After 10 iterations, the algorithm will converge to \( \theta^{(1)}_{A} = 0.80 \text{ and } \theta^{(1)}_{B} = 0.52 \).

Note: Some values are a little off from the ones in the figure 1 due of rounding off.

### What’s happening under the hood?

#### Monotonicity

**Theorem: **Let random variables X and Y have parametric densities with parameter \( \theta \in \Omega \). Suppose the support of X does not depend on \( \theta \), and the Markov relationship \( \theta \rightarrow X \rightarrow Y \), that is, \( p(y |x, \theta) = p(y \vert x) \) holds for all \( \theta \in \Omega, x \in X \text{and} y \in Y \). Then for \( \theta \in \Omega \text{ and any } y \in Y \)
with \( \mathcal{X} (y) \neq \emptyset, \theta \geq (\theta^{(m)}) \) if \( Q(\theta \vert \theta^{(m)}) \geq Q(\theta^{(m)} \vert \theta^{(m)}) \).

**Proof:** see [1].

**Geometric meaning: ** The theorem states that improving Q-function at each step will not make the log-likelihood worse.

#### Geometric intuition behing E-step and M-step

The expectation maximization algorithm during the E-step, choose the Q-function such that it lower bounds \( \log P(x; \theta) \) everywhere, and for which \( Q(\theta^{(m)} \vert \theta^{(m)}) \) = \(\log P(x; \theta^{(m)}) \). During the M-step, the algorithm moves to a new parameter set \( \theta^{(m+1)} \) that maximizes \( Q \). The proof for this can be found in [2]. In other words, EM tries to maximize the lower bound given by Q-function using co-ordinate ascent^{3}.

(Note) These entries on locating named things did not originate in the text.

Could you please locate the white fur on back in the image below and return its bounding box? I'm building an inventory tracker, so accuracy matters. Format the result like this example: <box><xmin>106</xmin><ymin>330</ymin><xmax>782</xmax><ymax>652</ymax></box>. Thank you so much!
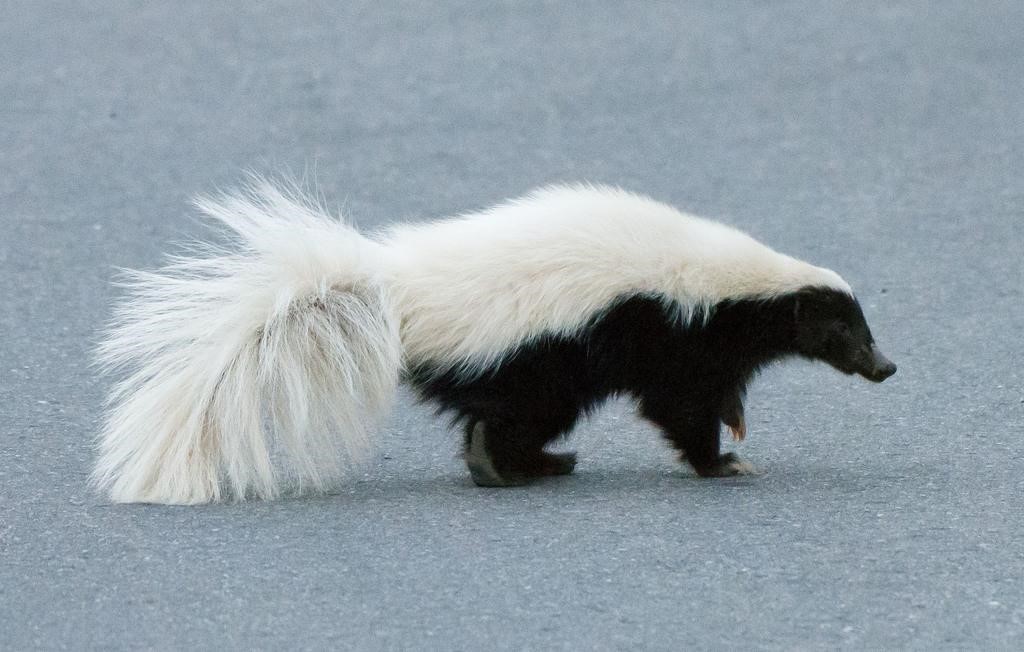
<box><xmin>384</xmin><ymin>186</ymin><xmax>850</xmax><ymax>373</ymax></box>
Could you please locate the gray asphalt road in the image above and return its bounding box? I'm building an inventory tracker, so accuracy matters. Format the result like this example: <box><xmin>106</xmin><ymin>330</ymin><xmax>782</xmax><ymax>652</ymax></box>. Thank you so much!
<box><xmin>0</xmin><ymin>0</ymin><xmax>1024</xmax><ymax>650</ymax></box>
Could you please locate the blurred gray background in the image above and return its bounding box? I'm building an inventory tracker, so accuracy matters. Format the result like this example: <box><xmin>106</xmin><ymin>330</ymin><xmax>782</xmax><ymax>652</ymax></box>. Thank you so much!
<box><xmin>0</xmin><ymin>0</ymin><xmax>1024</xmax><ymax>650</ymax></box>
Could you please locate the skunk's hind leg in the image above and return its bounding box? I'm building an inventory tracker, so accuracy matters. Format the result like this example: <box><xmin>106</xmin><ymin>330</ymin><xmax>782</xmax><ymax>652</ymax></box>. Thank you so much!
<box><xmin>465</xmin><ymin>419</ymin><xmax>577</xmax><ymax>487</ymax></box>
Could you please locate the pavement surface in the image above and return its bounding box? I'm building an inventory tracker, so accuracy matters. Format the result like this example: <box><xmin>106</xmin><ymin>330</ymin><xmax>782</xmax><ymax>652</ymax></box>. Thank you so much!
<box><xmin>0</xmin><ymin>0</ymin><xmax>1024</xmax><ymax>650</ymax></box>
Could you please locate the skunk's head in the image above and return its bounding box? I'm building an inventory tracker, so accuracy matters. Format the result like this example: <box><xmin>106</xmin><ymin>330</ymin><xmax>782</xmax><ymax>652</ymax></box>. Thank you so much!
<box><xmin>794</xmin><ymin>289</ymin><xmax>896</xmax><ymax>383</ymax></box>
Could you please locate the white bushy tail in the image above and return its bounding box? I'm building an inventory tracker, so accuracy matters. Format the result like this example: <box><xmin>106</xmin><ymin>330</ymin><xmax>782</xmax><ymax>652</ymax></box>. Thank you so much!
<box><xmin>93</xmin><ymin>182</ymin><xmax>401</xmax><ymax>504</ymax></box>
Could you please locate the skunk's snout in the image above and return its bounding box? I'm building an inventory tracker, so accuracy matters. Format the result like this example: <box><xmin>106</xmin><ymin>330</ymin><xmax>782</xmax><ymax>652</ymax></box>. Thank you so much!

Theoretically, EM provides linear convergence but it is not guaranteed to find global optima. Thus, it is common to run EM with different initialisations of the parameters \( \theta \) and choose the results that correspond to largest likelihood value. Other methods like Newton-Raphson can be used to find optimal parameters with sublinear convergence but Hessian computation for such methods would be another challenge. EM equips us with a simple and robust tool that is effective in case of poor initial guesses. Such poor guesses may lead to unstable inversions in Hessian based methods.